When The Love Stories of Artists Become The Subject Matter of a Book

When you do your research and want to write about people you never met you undoubtedly end up writing about yourself. You fill in the cracks with personal stories, with your idea of who they were and how the thought, talked, or acted, so it is a real risk that the reader will end up reading about yourself.

As they say, all art is a self-portrait.

Reading the essays from Significant Others: Creativity & Intimate Partnership by Whitney Chadwick and Isabelle de Courtivron I got the impression of reading the typical art book: every artist was the very best, a creative genius, every love story unique, tragic, and influenced by said creative genius. 

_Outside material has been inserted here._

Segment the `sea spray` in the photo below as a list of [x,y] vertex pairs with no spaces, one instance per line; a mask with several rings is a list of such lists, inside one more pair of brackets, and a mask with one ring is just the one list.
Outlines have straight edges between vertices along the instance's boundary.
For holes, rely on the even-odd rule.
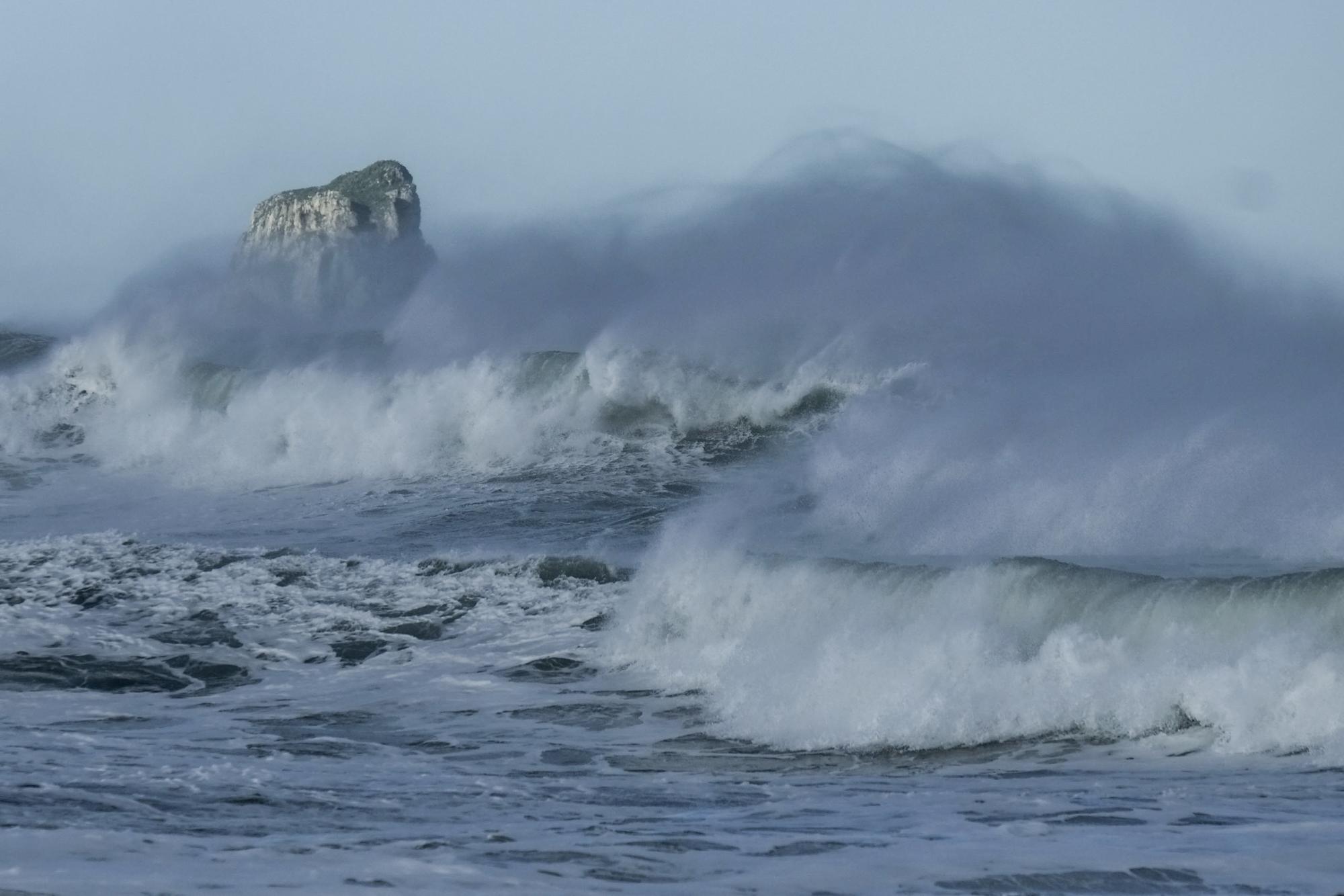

The essays work on developing certain aspects of the personalities of different artists. The way love influenced their creativity, their works, the way they viewed life itself.

Designed as a case study, Significant Others: Creativity & Intimate Partnership is not just a book about artistic couples, but also about the way women have influenced the men they loved.

There’s a bit more drama than I am used to reading, especially since the emphasis is on “real life.” Maybe this will inspire and motivate you. The  fact that even brilliant artists lacked the self-awareness required to know why they did what they did. Why they cheated, decided to leave their lover, or create drama.

Overall an interesting read, sometimes tiresome in the way it over-analyzes what, ultimately, are human relationships, which are flawed and imperfect. The Genius is still human, which is a great lesson and this alone makes the book worth reading, in a world where most people’s freedom is restricted by the false believe that great people are somehow inherently different.